I will always remember and be grateful for Jenn’s contribution and it was a pleasure working with someone who is so effective as she is. I understand entirely that her intent was to set a model and send the conference on its way, and she could not continue to manage the event especially as a volunteer and with all the stress associated with it. We ended up with a stalker at the event who particularly targeted the females among us, but who also doxxed everyone involved and tried to incite disparagement campaigns against everyone, presumably because of an ongoing campaign this person has against the Wikimedia mission. Who knows why people go off the deep end of sanity and lose their ability to share human respect with others, but none of us involved could really understand why we were targeted with so much hate. Harassment is not uncommon in any community organization, and all projects which get public attention run the risk of attracting an angry troubled person long term. I try to avoid people who themselves seek to avoid all reconciliation or appeasement. Definitely seeing my friends and colleagues harassed was the worst part of the experience for me, and the targeting over gender was especially creepy. The emotional cost to volunteers who tried to organize this conference was significant and there was a lot of crying, nervousness, and fear because of the stalker, and even shouting and infighting among people about the best course of action to protect the safety of the volunteers. We lost at least one volunteer contributor because of the stalking, and the person who stepped away could not have their contributions replaced equally if we had budget to hire a full time staff person perpetually. I still hope for reconciliation of everyone to the Wikimedia project over this, but definitely threatening people’s safety, personal lives, careers, and sexuality costs a lot for the victims. I hope if I see this kind of situation again that I am more conscious of what to do correctly and quickly in response. There really are not so many dangerous stalkers in the world but it is difficult to have an interaction with one.

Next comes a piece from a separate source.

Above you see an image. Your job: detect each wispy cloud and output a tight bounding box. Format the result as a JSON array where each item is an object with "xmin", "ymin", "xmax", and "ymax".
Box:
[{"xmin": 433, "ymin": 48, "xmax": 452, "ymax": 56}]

None of the people who organized the last event wanted to contribute the time to do the same thing again without support. A major deterrent is the risk of being stalked and harassed again while also managing other affairs. Another deterrent was that we felt that our strength was in being volunteers who did conference planning and programming, and not in trying to emulate event coordination professionals who could negotiate venue, order catering, plan for staff facilities support, and do accounting. Another problem which could be on volunteers or staff is event impact reporting, which could include tracking demographics of attendees, their interests, satisfaction with the event, and the outcomes of the event. I argue that impact reporting also should be done by paid professional staff.
For the 2015 event it seems that the Wiki Educational Foundation is happy to use its staff to manage many aspects of the conference. The breakdown is that community volunteers review submissions, plan the schedule, invite the keynote speakers, grade scholarship applications, and volunteer as community helpers on the day of the event, while most of the work that can be done by paid staff will be done by staff of the wiki Education Foundation. That organization benefits from this event because as the volunteer community in the United States and Canada develops, so does its capacity to do outreach to universities. I think the volunteer community benefits from this partnership both by the relief of event management and by the advancement of Wiki Ed’s mission.
The conference is not certain yet and may not happen at all, but we discussed what we wanted to happen, what we wished to avoid, what roles people would take, how this could be financed, and other logistics. I am continuing the conversation and hope that we can find a way to make this work.